Recently there has been quite a commotion surrounding IRS Form 3115 ‘Application for Change in Accounting Method’, pertaining to the most recent tangible property repair regulations. Given the complexity of the numerous rules to complete the form, many taxpayers are confused whether they should file Form 3115, which is required for reporting any change in accounting methods. Here is a brief overview of the regulation prepared by our AGT tax analysts.
Final Repair Regulations Background
The final repair regulations were introduced by the Internal Revenue Service (IRS) in September, 2013 (effective from tax years 2014 onwards), which also included proposed regulations for the disposition and treatment of assets in a general asset account. Topics covered include:
- Rules governing the distinction between fixed assets
- Materials and supplies
- Tangible property-related cost that must be capitalized
- Whether the operation expenses related to the property should be deducted as repairs expense, or capitalized (Click here for more details: IRS Releases Final Regulations Governing Repairs and Capitalization of Tangible Property)

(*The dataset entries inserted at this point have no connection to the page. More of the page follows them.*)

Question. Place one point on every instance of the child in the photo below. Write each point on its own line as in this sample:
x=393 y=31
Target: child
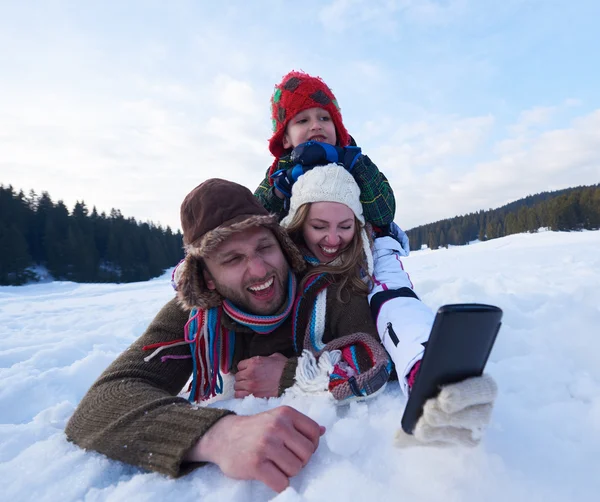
x=308 y=131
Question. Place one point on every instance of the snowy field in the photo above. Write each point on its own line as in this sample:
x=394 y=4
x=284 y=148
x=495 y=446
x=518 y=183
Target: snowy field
x=543 y=444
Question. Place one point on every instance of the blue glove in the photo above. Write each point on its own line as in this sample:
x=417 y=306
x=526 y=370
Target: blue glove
x=284 y=179
x=313 y=153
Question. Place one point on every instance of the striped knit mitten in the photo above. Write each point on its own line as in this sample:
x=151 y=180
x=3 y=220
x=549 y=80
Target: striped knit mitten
x=457 y=416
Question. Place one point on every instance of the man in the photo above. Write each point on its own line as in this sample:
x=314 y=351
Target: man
x=234 y=309
x=236 y=289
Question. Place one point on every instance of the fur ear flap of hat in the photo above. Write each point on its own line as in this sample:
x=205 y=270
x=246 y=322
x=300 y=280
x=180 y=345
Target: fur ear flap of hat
x=211 y=213
x=330 y=183
x=299 y=91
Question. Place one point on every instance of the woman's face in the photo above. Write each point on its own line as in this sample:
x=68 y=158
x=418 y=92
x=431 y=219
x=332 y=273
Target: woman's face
x=328 y=229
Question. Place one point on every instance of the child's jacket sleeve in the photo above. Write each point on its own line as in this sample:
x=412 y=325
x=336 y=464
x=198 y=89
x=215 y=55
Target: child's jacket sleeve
x=376 y=194
x=264 y=193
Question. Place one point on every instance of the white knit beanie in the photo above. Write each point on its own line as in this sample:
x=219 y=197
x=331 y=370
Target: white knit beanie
x=330 y=183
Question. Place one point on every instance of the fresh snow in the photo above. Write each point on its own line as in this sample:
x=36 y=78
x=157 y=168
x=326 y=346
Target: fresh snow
x=543 y=443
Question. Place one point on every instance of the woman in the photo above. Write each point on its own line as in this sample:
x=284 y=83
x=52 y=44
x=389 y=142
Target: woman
x=326 y=222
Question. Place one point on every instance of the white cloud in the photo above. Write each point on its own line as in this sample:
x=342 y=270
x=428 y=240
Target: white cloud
x=542 y=161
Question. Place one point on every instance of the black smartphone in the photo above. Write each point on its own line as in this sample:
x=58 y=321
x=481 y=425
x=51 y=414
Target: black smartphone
x=459 y=345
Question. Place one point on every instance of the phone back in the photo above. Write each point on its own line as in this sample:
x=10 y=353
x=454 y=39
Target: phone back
x=459 y=345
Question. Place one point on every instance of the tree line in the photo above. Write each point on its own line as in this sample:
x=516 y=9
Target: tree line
x=569 y=209
x=79 y=246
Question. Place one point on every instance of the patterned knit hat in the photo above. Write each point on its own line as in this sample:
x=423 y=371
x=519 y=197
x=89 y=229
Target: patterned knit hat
x=330 y=183
x=298 y=91
x=210 y=213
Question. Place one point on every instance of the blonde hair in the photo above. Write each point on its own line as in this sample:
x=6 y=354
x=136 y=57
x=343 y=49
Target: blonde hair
x=352 y=273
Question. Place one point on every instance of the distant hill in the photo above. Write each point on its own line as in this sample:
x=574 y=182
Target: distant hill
x=79 y=246
x=568 y=209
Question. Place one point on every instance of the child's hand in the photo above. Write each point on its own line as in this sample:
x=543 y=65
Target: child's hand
x=284 y=179
x=313 y=153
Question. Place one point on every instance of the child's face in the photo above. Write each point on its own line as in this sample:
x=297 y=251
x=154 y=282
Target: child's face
x=313 y=124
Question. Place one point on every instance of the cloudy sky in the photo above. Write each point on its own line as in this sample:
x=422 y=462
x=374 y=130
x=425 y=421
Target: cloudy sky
x=463 y=104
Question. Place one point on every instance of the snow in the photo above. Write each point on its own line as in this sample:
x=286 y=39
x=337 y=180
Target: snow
x=542 y=445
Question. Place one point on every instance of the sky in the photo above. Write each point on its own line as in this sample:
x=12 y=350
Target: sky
x=541 y=446
x=462 y=104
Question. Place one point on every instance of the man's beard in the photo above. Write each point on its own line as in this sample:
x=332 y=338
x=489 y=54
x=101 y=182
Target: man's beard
x=245 y=301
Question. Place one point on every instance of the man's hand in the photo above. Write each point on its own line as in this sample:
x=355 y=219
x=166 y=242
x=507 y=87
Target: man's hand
x=259 y=376
x=270 y=447
x=457 y=416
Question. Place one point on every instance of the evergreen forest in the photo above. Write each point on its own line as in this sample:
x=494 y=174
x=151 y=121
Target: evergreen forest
x=80 y=245
x=563 y=210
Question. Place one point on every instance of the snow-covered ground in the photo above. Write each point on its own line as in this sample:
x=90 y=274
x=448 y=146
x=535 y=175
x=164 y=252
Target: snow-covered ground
x=543 y=444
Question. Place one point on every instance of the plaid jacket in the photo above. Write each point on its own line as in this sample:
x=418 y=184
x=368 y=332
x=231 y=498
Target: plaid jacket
x=376 y=195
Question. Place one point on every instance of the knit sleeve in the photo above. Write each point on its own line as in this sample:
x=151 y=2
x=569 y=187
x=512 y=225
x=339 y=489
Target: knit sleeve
x=376 y=194
x=348 y=317
x=265 y=194
x=132 y=412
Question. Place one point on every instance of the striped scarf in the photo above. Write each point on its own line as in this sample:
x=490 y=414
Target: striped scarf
x=212 y=345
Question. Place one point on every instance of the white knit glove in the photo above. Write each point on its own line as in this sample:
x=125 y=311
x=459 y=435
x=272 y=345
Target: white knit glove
x=457 y=416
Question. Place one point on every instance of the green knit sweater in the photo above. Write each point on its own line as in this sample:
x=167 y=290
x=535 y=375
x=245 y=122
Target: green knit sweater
x=132 y=412
x=376 y=194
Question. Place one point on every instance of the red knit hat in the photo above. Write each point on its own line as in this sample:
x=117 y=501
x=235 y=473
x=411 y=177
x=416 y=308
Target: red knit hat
x=298 y=91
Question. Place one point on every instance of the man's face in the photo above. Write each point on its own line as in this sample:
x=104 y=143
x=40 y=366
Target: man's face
x=250 y=270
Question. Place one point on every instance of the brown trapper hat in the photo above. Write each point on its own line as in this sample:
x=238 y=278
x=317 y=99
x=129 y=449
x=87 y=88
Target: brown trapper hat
x=210 y=213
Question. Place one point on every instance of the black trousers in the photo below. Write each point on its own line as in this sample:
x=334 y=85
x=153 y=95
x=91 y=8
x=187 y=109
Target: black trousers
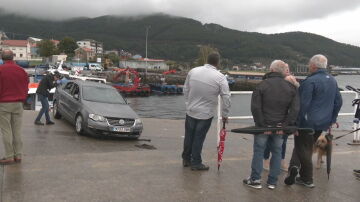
x=302 y=155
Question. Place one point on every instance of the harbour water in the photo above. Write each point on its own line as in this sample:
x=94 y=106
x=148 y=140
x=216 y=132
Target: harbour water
x=173 y=107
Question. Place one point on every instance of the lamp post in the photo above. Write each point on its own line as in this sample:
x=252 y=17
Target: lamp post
x=146 y=36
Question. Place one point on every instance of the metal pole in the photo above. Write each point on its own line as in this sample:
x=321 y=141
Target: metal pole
x=146 y=36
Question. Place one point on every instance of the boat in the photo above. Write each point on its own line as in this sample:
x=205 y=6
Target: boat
x=131 y=88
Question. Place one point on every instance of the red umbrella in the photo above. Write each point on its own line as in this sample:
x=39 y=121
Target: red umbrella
x=221 y=145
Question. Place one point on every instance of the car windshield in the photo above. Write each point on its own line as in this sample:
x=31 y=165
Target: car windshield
x=102 y=95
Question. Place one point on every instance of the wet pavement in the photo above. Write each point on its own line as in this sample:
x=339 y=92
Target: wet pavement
x=59 y=165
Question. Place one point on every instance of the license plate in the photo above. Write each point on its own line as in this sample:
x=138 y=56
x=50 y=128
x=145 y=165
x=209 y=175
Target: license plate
x=121 y=129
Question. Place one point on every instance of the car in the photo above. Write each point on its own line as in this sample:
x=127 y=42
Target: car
x=94 y=67
x=96 y=109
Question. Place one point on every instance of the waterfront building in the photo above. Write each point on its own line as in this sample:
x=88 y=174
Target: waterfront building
x=95 y=46
x=84 y=54
x=20 y=48
x=142 y=63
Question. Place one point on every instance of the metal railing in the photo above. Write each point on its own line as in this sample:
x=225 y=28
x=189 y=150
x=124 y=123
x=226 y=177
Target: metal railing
x=218 y=124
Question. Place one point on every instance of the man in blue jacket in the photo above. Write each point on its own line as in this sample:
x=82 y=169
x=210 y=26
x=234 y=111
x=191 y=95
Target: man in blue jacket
x=320 y=103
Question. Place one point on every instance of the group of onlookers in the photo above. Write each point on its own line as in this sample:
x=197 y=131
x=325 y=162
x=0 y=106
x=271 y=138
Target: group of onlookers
x=278 y=101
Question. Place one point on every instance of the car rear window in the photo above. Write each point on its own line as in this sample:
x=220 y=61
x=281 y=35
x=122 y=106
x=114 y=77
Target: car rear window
x=102 y=95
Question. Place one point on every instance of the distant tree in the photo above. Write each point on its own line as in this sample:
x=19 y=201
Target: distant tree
x=203 y=54
x=68 y=46
x=47 y=48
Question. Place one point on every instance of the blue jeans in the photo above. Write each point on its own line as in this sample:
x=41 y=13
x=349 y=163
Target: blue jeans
x=260 y=141
x=283 y=151
x=44 y=108
x=195 y=133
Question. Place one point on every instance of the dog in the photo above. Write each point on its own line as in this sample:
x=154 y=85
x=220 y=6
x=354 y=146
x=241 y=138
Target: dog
x=320 y=147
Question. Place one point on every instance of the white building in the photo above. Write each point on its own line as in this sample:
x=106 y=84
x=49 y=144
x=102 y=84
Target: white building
x=152 y=64
x=95 y=46
x=20 y=48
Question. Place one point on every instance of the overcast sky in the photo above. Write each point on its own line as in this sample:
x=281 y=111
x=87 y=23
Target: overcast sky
x=336 y=19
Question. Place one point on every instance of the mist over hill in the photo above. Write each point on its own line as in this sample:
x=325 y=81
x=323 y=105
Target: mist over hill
x=178 y=38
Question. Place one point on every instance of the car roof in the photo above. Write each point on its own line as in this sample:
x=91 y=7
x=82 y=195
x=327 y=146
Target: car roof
x=91 y=84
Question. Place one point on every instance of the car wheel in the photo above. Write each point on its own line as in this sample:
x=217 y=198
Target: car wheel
x=79 y=125
x=56 y=112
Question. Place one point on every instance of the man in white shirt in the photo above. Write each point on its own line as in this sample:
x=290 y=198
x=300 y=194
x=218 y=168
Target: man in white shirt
x=202 y=87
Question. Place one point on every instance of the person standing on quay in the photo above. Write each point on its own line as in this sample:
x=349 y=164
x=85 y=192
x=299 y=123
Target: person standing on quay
x=320 y=103
x=274 y=103
x=14 y=83
x=46 y=84
x=202 y=87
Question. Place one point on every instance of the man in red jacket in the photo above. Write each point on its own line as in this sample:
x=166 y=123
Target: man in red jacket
x=13 y=92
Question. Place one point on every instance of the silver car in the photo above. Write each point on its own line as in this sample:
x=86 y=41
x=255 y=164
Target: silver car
x=96 y=109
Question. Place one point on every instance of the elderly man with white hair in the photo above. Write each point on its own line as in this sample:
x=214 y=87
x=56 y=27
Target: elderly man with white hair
x=274 y=103
x=320 y=103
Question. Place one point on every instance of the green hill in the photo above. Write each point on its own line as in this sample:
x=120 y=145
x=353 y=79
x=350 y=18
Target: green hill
x=177 y=38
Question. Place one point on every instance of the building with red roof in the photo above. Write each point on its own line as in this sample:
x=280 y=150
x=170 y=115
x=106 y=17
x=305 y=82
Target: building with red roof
x=145 y=63
x=85 y=54
x=20 y=48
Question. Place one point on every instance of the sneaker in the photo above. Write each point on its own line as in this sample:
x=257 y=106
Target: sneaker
x=299 y=181
x=284 y=166
x=290 y=179
x=252 y=183
x=271 y=186
x=39 y=123
x=186 y=163
x=17 y=159
x=200 y=167
x=266 y=164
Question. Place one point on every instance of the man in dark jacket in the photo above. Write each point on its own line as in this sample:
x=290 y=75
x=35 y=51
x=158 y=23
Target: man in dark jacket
x=46 y=84
x=320 y=103
x=13 y=92
x=274 y=102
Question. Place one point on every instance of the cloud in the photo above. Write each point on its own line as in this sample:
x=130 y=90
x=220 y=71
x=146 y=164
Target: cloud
x=269 y=16
x=244 y=15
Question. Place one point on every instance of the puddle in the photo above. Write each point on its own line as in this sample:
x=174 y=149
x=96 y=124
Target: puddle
x=146 y=146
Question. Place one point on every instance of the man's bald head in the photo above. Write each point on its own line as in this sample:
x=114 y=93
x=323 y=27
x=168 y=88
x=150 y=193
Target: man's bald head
x=279 y=66
x=7 y=55
x=317 y=62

Having said that, most of these repair regulations are covered under accounting methods, and any changes made for tax reporting purposes would be considered as a ‘change in accounting methods’. This would require taxpayers (corporations, sole proprietors, etc.) to file Form 3115 to obtain the IRS’s consent to change the method of accounting. For example, a taxpayer will need to file Form 3115 to adopt the materials-and-supplies provisions of the repair regulations; failure to do so would disqualify the change in accounting method and hold the taxpayer liable for any taxes due under the previous accounting method. You are generally not allowed to change an accounting method without filing Form 3115 once the accounting method has been established, even if it is incorrect.
Under temporary regulations, the IRS granted consent through the automatic consent procedures in Revenue Procedure 2011-14. The IRS indicated it will follow the same procedures and publish accompanying revenue procedures allowing taxpayers to use Rev. Proc. 2011-14 to obtain automatic consent to change their accounting methods to comply with the final regulations. Under the automatic consent procedures, the IRS will grant consent when the taxpayer accurately completes a Form 3115, attaches the form to the taxpayer’s timely filed tax return for the year of change (with extensions), and submits a signed copy to the IRS’s national office.
Fortunately, before executing this rule, the IRS listened to various taxpayers’ and tax professionals’ comments regarding this ruling.
Current Status of the Ruling
Based on the feedback received, the IRS has decided to do away with the filing of Form 3115 for many small businesses. They will do this while making certain tangible property changes in methods of accounting with an adjustment under §481(a) of the Internal Revenue Code (that takes into account only amounts paid or incurred, and dispositions, in taxable years beginning on or after January 1, 2014).
To waive the requirement to complete and file a Form 3115, a small business taxpayer must choose to use this simplified procedure prospectively for 2014. For this purpose, small businesses, as per the IRS, are businesses with gross receipts under $10 million (averaged over the prior three years). Accordingly, for the first taxable year that begins on or after January 1, 2014, small business taxpayers that choose to prospectively apply the tangible property regulations to amounts paid or incurred as well as dispositions, in taxable years beginning on or after January 1, 2014, have the option of making certain tangible property changes in method of accounting on the federal tax return without including a separate Form 3115 or separate statement.
Should You or Should You Not File A Form 3115
If you qualify as a small business taxpayer, you do not need to file this form to apply the regulations prospectively starting 2014, but you should consider the other advantages that come with having a successfully filed Form 3115.
To begin with, a taxpayer may choose to file form 3115 to maintain a record of change in method of accounting or to make any allowed additional automatic changes on the same form. Others may look at the convenience, as well as time and tax preparation cost savings, where they would simply need to file their federal tax return with the applicable changes to comply with the final tangible property regulations in their first taxable year that begins on or after January 1, 2014. Without filing Form 3115, it may be difficult to keep track of what was done a couple of years down the road.
It may also be beneficial for those taxpayers who have a large favorable Section 481(a) (“481”) adjustment due to the application of the new definitions in the repair regulations to file Form 3115. A favorable 481 adjustment may be taken in its entirety in the year of filing Form 3115.
Under a transition rule, taxpayers who have already filed Form 3115, but based on current rulings do not need to do so, may withdraw the form on or before the due date of the timely filed return.
Given the various options for filing or not filing Form 3115 it is highly recommended that a taxpayer subject to these regulations consult a tax professional to assess the pros and cons of Form 3115 prior to filing their return for tax year’s beginning in 2014 and those that follow.